I had avoided bringing up all things related to my mother during the last two days, but now that I’m leaving, I feel like I don’t exactly have a choice.

After I ask her, Gram squints at the road. “Rebecca’s trying to get an early release,” she explains.

For good behavior, no doubt. I won’t say anything about all of the fights my mom has been involved in during just this past year alone. “And this attorney’s not going to do it for free, is he?” My grandmother is not a wealthy woman, and the last thing I want is for her to get herself in a bad situation again just because she wants to help my mom.

Gram is silent for a couple of minutes, and the only sound in the car is the soft whoosh of the air conditioner. At last, she says, “Not even close to it, sweetheart.” The corner of her lip trembles, leaving me to believe that there’s something she’s not telling me.

I can easily guess what that is.

“She wanted you to talk to me about paying for it?”

“She knows you can’t do it. She wanted you to talk to Lucas,” Gram corrects me, and I narrow my eyes.

“How does she even know about him?”

My grandmother shakes her head, the air conditioner blowing thin strands of her gray hair around. “I’m not sure. I imagined that it was in one of those entertainment magazines they pass around.” She pulls around to the airport’s drop off section and puts her old Mercedes sedan in park. “I told her I wouldn’t ask you.”

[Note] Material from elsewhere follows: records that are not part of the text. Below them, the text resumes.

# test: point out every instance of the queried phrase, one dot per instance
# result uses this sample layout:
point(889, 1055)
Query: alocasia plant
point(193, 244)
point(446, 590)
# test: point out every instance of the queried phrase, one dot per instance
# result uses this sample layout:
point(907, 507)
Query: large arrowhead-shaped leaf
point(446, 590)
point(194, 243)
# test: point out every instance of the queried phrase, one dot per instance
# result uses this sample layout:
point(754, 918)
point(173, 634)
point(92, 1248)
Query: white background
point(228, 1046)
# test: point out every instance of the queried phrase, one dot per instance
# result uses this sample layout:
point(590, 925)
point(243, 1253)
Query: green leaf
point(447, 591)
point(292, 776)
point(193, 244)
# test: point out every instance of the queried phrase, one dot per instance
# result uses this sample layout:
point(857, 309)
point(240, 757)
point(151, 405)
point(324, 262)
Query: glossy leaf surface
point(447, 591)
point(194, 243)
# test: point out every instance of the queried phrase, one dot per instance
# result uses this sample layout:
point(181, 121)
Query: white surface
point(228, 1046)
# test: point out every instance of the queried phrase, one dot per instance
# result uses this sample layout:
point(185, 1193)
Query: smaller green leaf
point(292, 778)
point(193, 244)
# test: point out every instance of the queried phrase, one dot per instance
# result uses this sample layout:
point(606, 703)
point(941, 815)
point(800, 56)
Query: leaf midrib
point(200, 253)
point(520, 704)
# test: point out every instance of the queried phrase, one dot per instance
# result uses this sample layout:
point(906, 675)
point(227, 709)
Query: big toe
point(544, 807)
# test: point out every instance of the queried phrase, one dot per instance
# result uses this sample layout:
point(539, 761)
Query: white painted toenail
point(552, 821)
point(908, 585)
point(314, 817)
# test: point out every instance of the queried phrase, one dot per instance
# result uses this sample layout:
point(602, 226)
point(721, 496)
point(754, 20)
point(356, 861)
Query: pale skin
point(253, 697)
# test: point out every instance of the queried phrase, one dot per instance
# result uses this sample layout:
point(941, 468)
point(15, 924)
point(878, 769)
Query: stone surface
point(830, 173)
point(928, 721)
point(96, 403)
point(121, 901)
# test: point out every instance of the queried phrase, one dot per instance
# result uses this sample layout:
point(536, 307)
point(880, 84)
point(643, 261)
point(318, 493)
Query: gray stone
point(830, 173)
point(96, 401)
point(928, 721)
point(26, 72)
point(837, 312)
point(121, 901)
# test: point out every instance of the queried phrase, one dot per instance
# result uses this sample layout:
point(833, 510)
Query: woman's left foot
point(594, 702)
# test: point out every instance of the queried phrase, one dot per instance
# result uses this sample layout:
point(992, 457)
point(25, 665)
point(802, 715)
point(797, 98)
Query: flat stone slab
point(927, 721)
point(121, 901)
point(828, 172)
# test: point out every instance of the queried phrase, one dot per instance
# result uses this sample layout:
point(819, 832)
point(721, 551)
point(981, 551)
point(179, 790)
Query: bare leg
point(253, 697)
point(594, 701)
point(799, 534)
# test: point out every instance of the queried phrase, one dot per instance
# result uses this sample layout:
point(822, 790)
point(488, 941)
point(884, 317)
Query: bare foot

And chances are, my mother had gone ballistic on her, calling her every name conceivable. My body tenses up, but I give Gram a smile that I hope tells her just how much I adore her. “I love you.” I lean over and kiss her cheek. “I love you so much.”

“You too, Sienna.”

As I grab my belongings from the backseat, I add, “And if Mom calls you again, tell her that even though the answer is no, she could at least have the balls to ask me herself. In fact, she can call me anytime and take it up with me.”

My grandmother’s blue eyes twinkle in amusement. “I will. You take care of yourself. I’ll see you in a week, sweetheart.”

Unlike the last time I flew out of Nashville, my flight to Greenville is short—a total of three hours and that’s includes a brief layover in Charlotte where I grab a sandwich from a bagel shop. I’m almost too excited to eat. Despite the client cancellation and the Sam letter, I’m more anxious than before to get to the band—no, to Lucas. Part of it’s that almost painful need to be near him and the other part is pride. If I stay with him, maybe it’ll prove a point.

Instead of sending someone to pick me up, he’s waiting for me in the terminal when my flight touches down in Greenville. Before I can get out a single word, his mouth covers mine and he kisses me like we’ve been apart for years and not just two days. I’m left dizzy, with my heartbeat racing, when he sets me away from him.

“I can’t tell you how much I’ve thought of this since you left,” he says.

“I’ve been gone for two days,” I point out, although I feel the same. This thing between us—it’s crazy, consuming. Even here it makes us nearly oblivious to the world around us. I don’t notice the three women a few feet away from us until after he leaves me to get my luggage. They have out their camera phones, snapping pictures of Lucas and I can almost guarantee that I was also the focus of their snaps only moments before.